RÉPONSE. — Flaubert vit pour la première fois la Princesse Mathilde chez elle, lors d’une grande soirée donnée par la Princesse, le mercredi 21 janvier 1863. Il y avait été invité après la parution de Salammbô (novembre 1862) et prétexte pris de cet ouvrage par l’intermédiaire de Camille Doucet (1812-1895), lequel était, à l’époque, Directeur de l’Administration des Théâtres. Camille Doucet fut membre de l’Académie Française en 1865 et secrétaire perpétuel en 1876.

L’Empereur Napoléon III et l’Impératrice Eugénie assistaient à la soirée chez leur cousine la Princesse Mathilde.

(Voir : Lettre de Flaubert à Th. Gautier du lundi 19 janvier 1863 : « Ne viens pas mercredi, je suis invité, le soir, chez la Princesse Mathilde ». Lettres de Flaubert à la Princesse Mathilde, avec préfaces du Comte Primoli et de la Princesse Mathilde. Journal des Goncourt, année 1863, janvier).
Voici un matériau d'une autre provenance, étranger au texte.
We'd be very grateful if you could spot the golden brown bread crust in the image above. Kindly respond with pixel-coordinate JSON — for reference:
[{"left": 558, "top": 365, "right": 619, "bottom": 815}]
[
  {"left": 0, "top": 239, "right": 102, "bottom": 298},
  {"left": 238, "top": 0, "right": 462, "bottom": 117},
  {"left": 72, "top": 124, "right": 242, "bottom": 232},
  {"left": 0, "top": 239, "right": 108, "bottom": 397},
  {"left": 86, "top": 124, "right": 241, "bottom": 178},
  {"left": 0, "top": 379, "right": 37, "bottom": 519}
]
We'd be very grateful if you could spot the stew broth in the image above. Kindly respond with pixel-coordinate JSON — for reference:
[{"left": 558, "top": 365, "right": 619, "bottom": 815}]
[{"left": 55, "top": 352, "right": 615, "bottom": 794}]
Flaubert devait souvent, avec les Goncourt et Gautier, revoir chez elle, à ses dîners et à ses soirées, la Princesse Mathilde.

 II. Quand Flaubert a-t-il connu l’Empereur et l’Impératrice ?

RÉPONSE. — Comme dit ci-dessus, Flaubert vit pour la première fois l’Empereur et l’Impératrice le 21 janvier 1863 chez la Princesse Mathilde,

leur cousine. Il fut invité aux Tuileries en avril 1864, puis à Compiègne en novembre 1864, et, depuis, régulièrement jusqu’en juillet 1870.

 

III. Que faisait Flaubert pendant la Révolution de 1848 ?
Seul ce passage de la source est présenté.